Dalam banyak proyek Internet of Things (IoT), menyimpan data sensor ke dalam database merupakan salah satu kebutuhan utama. Data yang tersimpan dapat digunakan untuk membuat dashboard monitoring, analisis historis, hingga mengendalikan perangkat secara otomatis berdasarkan data yang telah dikumpulkan. Salah satu database yang paling banyak digunakan adalah MySQL. Namun, muncul pertanyaan yang sering diajukan oleh pemula, yaitu apakah ESP32 dapat terhubung langsung ke database MySQL? Jawabannya adalah bisa, tetapi bukan merupakan metode yang direkomendasikan karena memiliki berbagai keterbatasan, terutama dari sisi keamanan dan penggunaan sumber daya. Pada artikel ini, Anda akan mempelajari cara terbaik menghubungkan ESP32 dengan database MySQL, yaitu melalui Web Server menggunakan protokol HTTP/HTTPS. Metode ini jauh lebih aman, lebih ringan untuk ESP32, serta lebih mudah dikembangkan ketika proyek IoT semakin besar.
Perangkat Keras yang Dibutuhkan
Sebelum memulai, siapkan beberapa komponen berikut:
- ESP32 DevKit ESP-WROOM-32 (38 Pin)
- Kabel USB
Selain perangkat keras, Anda juga membutuhkan sebuah komputer yang nantinya akan berfungsi sebagai Web Server sekaligus Database Server selama proses pengembangan.
Memahami Hubungan ESP32 dengan MySQL
Sebelum masuk ke tahap instalasi dan pemrograman, penting untuk memahami terlebih dahulu bagaimana sebenarnya ESP32 dapat berkomunikasi dengan database MySQL. Banyak pemula menganggap MySQL Database dan MySQL Server adalah hal yang sama. Padahal keduanya memiliki fungsi yang berbeda:
- MySQL Server merupakan aplikasi yang menjalankan layanan database.
- MySQL Database adalah kumpulan data yang disimpan dan dikelola oleh MySQL Server.
Meskipun berbeda, pada tahap awal pembelajaran Anda dapat menganggap keduanya saling berkaitan sehingga lebih mudah dipahami.
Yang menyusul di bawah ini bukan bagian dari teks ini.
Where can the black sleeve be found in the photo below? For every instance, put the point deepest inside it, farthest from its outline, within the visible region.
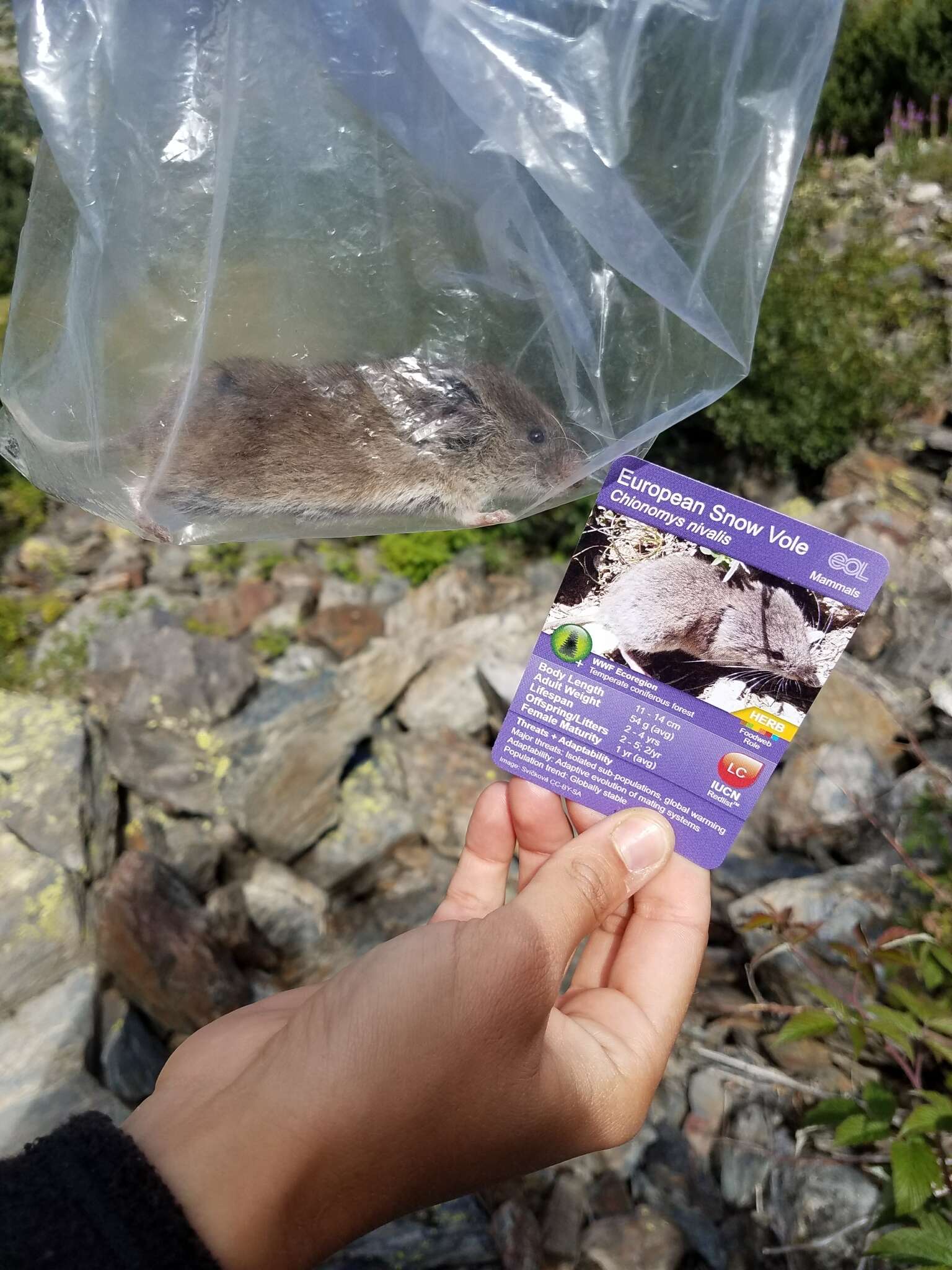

Secara umum, terdapat dua metode untuk menghubungkan ESP32 dengan MySQL.
ESP32 Terhubung Langsung ke MySQL Server
Pada metode ini, ESP32 melakukan koneksi langsung ke server MySQL menggunakan protokol MySQL tanpa melalui aplikasi perantara. Sekilas metode ini terlihat sederhana karena hanya melibatkan dua perangkat. Namun dalam praktiknya, metode ini jarang digunakan pada sistem IoT modern.
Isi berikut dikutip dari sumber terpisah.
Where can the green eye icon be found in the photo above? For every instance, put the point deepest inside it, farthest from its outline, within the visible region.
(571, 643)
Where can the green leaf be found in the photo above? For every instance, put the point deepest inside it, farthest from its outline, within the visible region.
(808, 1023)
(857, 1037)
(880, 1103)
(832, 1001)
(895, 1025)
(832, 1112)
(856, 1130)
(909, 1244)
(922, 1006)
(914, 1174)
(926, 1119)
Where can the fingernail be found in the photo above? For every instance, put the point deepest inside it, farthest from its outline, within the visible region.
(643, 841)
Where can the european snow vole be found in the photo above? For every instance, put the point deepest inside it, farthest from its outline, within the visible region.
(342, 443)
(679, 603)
Kekurangan Koneksi Langsung ke MySQL
Meksipun dapat dilakukan, koneksi langsung memiliki sejumlah kelemahan yang cukup serius.
1. Risiko Keamanan Lebih Tinggi
Agar ESP32 dapat mengakses database, server MySQL harus mengizinkan akses jarak jauh (Remote Access). Artinya, server database akan terbuka terhadap koneksi dari jaringan luar. Kondisi ini meningkatkan risiko penyusupan apabila konfigurasi keamanan kurang tepat.
2. Username dan Password Database Harus Disimpan di ESP32
ESP32 harus menyimpan informasi seperti:
- Host MySQL
- Username
- Password database
Jika firmware berhasil diekstrak atau perangkat jatuh ke tangan orang lain, kredensial database dapat diketahui.
3. ESP32 Harus Menjalankan Query SQL
Pada metode ini ESP32 harus mengirimkan perintah SQL secara langsung, misalnya:
INSERT INTO tbl_temp(temp_value)
VALUES(29.5);
Akibatnya, program pada ESP32 menjadi lebih kompleks karena harus membangun query SQL sendiri.
4. Membutuhkan Memori Lebih Besar
ESP32 memiliki RAM yang terbatas. Ketika harus menangani query SQL yang panjang atau menerima hasil query dalam jumlah besar, penggunaan memori akan meningkat sehingga berpotensi menyebabkan kehabisan RAM (Out of Memory).
5. Sulit Mengolah Data
Jika diperlukan validasi data, konversi satuan, atau proses perhitungan tertentu, seluruh logika harus ditulis langsung di program ESP32. Hal ini membuat kode menjadi lebih rumit dan sulit dipelihara.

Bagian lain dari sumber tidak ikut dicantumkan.